The most surprising bit of the change in the OBR forecast was probably its expectation that the unemployment rate will only rise to a peak of just 4.4% in 2024. While this is certainly possible given the resilience of the labour market, an unemployment rate this low would probably not be enough to get wage growth down to the 3% the MPC would like, making further interest rates more likely, which would in turn push the unemployment rate up.
Supply side reforms will boost growth, if they work
The theory here is sound, which is more than can be said for all recent Budgets. The improvements in the economic outlook mean that before the new policy measures, the OBR judged that chancellor Hunt would have headroom of £14.5bn against the main fiscal rule of underlying debt as a percent of GDP falling in five years' time (ie 2027/28) compared to the £9.2bn of headroom he had back in November. The chancellor used 55% of that and banked the rest, leaving the final headroom at a slim £6.5bn (0.3% of GDP).

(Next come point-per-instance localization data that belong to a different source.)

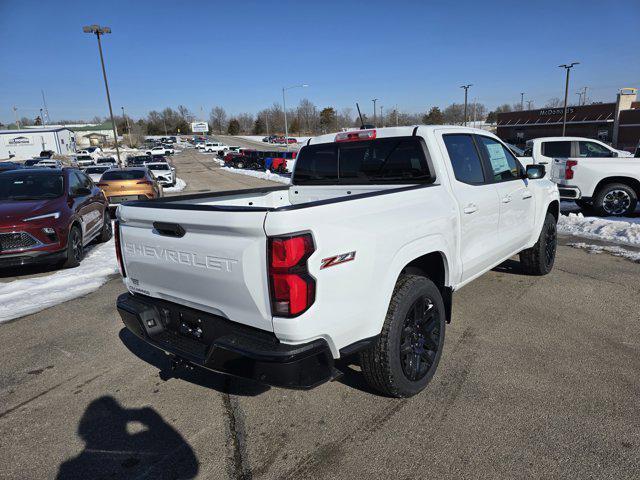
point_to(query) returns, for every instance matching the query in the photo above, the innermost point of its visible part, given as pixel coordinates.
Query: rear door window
(465, 159)
(560, 149)
(594, 150)
(504, 165)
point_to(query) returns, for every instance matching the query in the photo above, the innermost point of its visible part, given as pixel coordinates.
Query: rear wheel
(615, 199)
(539, 259)
(405, 357)
(75, 250)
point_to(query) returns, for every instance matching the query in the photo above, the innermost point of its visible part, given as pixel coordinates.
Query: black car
(4, 166)
(138, 160)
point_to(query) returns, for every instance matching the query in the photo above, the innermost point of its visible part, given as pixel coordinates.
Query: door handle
(471, 208)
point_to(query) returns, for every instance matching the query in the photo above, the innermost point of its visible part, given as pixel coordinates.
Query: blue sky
(239, 54)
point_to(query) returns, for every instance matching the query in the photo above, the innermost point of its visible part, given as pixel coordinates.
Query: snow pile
(613, 250)
(274, 177)
(178, 187)
(22, 297)
(607, 229)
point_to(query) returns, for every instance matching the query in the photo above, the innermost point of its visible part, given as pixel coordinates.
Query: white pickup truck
(361, 253)
(215, 147)
(608, 186)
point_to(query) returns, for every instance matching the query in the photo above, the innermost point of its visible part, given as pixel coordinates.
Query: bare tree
(218, 119)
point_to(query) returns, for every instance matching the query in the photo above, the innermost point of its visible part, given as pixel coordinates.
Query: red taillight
(356, 135)
(568, 169)
(293, 289)
(116, 237)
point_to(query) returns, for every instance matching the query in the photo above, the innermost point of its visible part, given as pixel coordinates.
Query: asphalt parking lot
(540, 378)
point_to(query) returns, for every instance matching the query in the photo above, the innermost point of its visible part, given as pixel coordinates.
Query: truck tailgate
(213, 261)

Mr Hunt’s most significant measure was the announcement of full capital expensing for companies for the next three years, which will cost the exchequer £9bn a year and likely boost business investment by about 3%, relative to the counterfactual. This measure alone accounted for nearly half of the £22bn discretionary loosening in 2023/24 that he announced. Given the UK’s dire record on business investment – and that this is one of the key reasons why the UK’s productivity has been poor – any boost to business investment is to be heartily welcomed.

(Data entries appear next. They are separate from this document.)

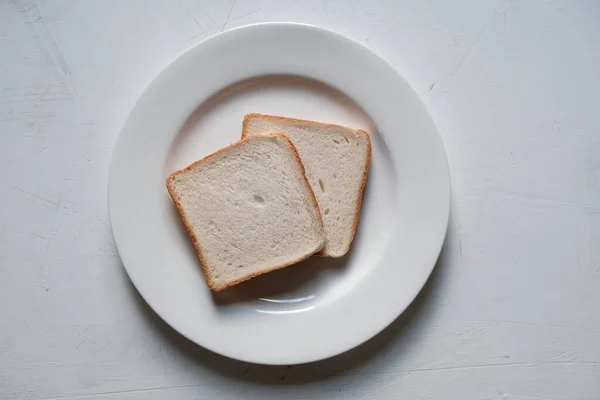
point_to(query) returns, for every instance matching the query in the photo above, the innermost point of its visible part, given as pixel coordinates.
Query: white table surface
(512, 311)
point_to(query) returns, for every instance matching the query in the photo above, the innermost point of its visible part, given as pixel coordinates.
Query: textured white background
(512, 311)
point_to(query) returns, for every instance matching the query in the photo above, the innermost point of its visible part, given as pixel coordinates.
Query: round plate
(323, 306)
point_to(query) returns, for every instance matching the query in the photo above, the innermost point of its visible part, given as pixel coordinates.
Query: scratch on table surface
(127, 391)
(33, 17)
(534, 324)
(35, 198)
(228, 15)
(193, 17)
(463, 60)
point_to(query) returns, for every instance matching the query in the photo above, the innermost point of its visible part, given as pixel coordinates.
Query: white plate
(321, 307)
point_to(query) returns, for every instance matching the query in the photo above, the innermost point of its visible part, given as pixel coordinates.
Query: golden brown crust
(363, 183)
(188, 226)
(364, 177)
(247, 117)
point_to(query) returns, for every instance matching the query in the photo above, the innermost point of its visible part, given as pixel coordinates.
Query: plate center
(218, 122)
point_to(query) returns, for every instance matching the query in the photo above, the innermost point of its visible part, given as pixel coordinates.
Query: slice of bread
(249, 209)
(337, 160)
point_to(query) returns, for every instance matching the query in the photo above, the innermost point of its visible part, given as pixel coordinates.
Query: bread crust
(358, 205)
(214, 286)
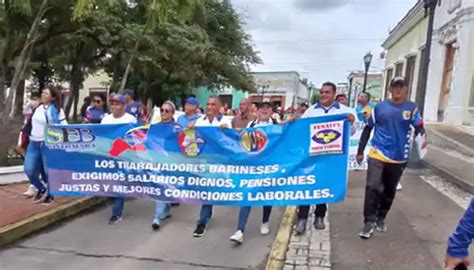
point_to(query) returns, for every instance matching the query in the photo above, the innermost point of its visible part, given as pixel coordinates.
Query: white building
(284, 88)
(405, 48)
(450, 90)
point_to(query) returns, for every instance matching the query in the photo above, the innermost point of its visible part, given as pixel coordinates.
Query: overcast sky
(321, 39)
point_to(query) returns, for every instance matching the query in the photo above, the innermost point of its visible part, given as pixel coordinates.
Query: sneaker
(115, 220)
(399, 187)
(200, 230)
(30, 192)
(367, 231)
(380, 226)
(40, 196)
(319, 223)
(48, 200)
(237, 237)
(300, 227)
(155, 225)
(265, 228)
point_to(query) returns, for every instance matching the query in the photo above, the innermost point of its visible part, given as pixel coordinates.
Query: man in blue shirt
(458, 243)
(392, 120)
(190, 116)
(133, 107)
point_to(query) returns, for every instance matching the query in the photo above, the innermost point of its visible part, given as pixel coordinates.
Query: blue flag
(304, 162)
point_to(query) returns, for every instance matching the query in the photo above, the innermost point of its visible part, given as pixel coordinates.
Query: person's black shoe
(319, 223)
(40, 196)
(114, 220)
(156, 225)
(367, 230)
(380, 226)
(300, 227)
(200, 230)
(48, 200)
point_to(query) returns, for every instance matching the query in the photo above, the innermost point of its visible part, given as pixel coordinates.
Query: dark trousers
(382, 180)
(320, 211)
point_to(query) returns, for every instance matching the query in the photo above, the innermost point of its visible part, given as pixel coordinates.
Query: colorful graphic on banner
(354, 145)
(272, 165)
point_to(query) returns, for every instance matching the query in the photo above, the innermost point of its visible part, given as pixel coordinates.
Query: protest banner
(304, 162)
(354, 145)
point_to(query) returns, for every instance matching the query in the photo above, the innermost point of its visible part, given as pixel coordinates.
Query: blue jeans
(205, 214)
(244, 216)
(117, 207)
(35, 164)
(162, 211)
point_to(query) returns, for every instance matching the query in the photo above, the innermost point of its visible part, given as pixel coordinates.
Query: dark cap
(129, 92)
(265, 101)
(118, 98)
(399, 80)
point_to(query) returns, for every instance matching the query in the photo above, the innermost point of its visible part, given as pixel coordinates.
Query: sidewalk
(19, 216)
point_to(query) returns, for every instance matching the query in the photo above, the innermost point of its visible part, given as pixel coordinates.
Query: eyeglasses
(114, 102)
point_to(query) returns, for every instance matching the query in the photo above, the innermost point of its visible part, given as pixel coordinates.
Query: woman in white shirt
(49, 112)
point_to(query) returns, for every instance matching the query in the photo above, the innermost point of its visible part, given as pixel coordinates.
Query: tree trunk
(22, 61)
(20, 93)
(129, 65)
(76, 102)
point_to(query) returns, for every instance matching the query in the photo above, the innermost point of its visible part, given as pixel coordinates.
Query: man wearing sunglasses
(212, 119)
(163, 209)
(117, 116)
(97, 111)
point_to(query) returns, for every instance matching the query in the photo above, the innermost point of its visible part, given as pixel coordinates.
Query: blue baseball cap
(129, 92)
(119, 98)
(192, 101)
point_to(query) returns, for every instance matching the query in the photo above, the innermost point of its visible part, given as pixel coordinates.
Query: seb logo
(70, 138)
(253, 141)
(326, 138)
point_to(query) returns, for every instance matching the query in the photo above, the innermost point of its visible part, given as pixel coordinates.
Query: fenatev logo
(326, 138)
(70, 139)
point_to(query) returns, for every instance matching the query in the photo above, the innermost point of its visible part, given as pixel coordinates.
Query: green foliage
(175, 45)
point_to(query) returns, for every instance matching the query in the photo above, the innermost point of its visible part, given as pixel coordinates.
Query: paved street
(88, 242)
(420, 222)
(419, 225)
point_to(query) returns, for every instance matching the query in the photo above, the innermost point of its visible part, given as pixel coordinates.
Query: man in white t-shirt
(212, 118)
(327, 105)
(117, 116)
(264, 118)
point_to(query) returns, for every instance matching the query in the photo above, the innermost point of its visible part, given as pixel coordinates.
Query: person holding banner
(118, 116)
(264, 114)
(387, 159)
(327, 106)
(245, 117)
(190, 112)
(364, 107)
(163, 209)
(47, 113)
(212, 118)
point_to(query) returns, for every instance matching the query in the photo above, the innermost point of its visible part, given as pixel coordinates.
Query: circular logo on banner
(253, 141)
(190, 142)
(54, 135)
(326, 136)
(406, 115)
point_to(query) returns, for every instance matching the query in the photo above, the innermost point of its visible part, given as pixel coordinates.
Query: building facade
(404, 49)
(356, 85)
(450, 87)
(284, 88)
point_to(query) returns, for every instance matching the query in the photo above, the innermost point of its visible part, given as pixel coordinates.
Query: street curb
(12, 232)
(277, 256)
(449, 177)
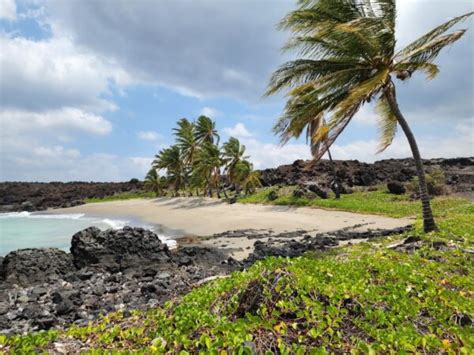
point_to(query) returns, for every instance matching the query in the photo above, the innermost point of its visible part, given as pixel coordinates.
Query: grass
(122, 196)
(371, 202)
(361, 299)
(364, 298)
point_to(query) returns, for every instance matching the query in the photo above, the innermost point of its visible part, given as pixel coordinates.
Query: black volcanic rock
(116, 250)
(27, 267)
(396, 188)
(459, 172)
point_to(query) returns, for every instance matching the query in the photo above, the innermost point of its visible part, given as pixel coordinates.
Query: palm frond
(387, 124)
(429, 51)
(430, 36)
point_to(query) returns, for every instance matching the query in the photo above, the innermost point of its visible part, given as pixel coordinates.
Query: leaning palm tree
(154, 182)
(208, 165)
(186, 140)
(298, 100)
(252, 182)
(349, 58)
(188, 145)
(206, 131)
(170, 160)
(233, 154)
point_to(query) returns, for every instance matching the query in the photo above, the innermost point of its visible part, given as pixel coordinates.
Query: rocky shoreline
(459, 173)
(124, 270)
(39, 196)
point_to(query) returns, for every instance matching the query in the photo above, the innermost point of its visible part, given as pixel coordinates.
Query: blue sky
(90, 90)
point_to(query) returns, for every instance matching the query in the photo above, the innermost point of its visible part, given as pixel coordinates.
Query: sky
(90, 90)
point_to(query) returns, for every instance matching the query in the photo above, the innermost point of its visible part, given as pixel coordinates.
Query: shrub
(435, 182)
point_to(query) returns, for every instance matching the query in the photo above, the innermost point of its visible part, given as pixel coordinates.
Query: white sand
(199, 216)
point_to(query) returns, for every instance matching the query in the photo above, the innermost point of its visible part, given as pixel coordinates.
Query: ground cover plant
(121, 196)
(365, 298)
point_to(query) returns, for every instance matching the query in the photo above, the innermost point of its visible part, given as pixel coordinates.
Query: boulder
(272, 195)
(396, 188)
(117, 250)
(27, 267)
(314, 187)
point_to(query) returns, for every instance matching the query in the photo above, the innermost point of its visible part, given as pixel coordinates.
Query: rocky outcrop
(36, 196)
(459, 172)
(396, 188)
(106, 271)
(117, 250)
(31, 266)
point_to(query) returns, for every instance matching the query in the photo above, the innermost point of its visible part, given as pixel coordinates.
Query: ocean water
(20, 230)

Similarly, efforts to improve childcare and get more people back into work should be applauded given that the UK workforce is still about 1% smaller than before the pandemic – significantly holding back growth.
However, previous efforts to encourage business investment have disappointed lofty OBR forecasts. What’s more, the CBI estimates that it would take funding of almost £9bn a year to properly extend childcare – about three times more than the £3bn the government has budgeted for next year. The risk is that without proper funding any improvement in labour participation is muted.
In theory, the Budget argues for a bit more tightening by the BoE at next week’s MPC meeting. Further support for businesses and households around energy prices, more defence spending and tax breaks for business investment will boost demand this year. However, the MPC is unlikely to be too concerned about the inflationary impact of these commitments. Lower energy bills will help headline inflation fall and extra defence spending is unlikely to boost demand in the broader economy.
By far the biggest issue at next week’s MPC meeting will be inflation verses financial stability. We had already thought the chances of a rate hike next week were probably at 50%, but the flare up of risks around Credit Suisse on Budget day and associated moves in financial markets makes that probability even smaller. It now looks like the MPC will press pause one meeting earlier than we previously expected.
In the medium term, the measures announced should boost the supply side of the economy. Getting more inactive people back into work will be crucial to bringing down wage growth - and by association services inflation - and reduce the need for further rate hikes. Any boost to business investment should improve productivity and reduce inflationary pressures.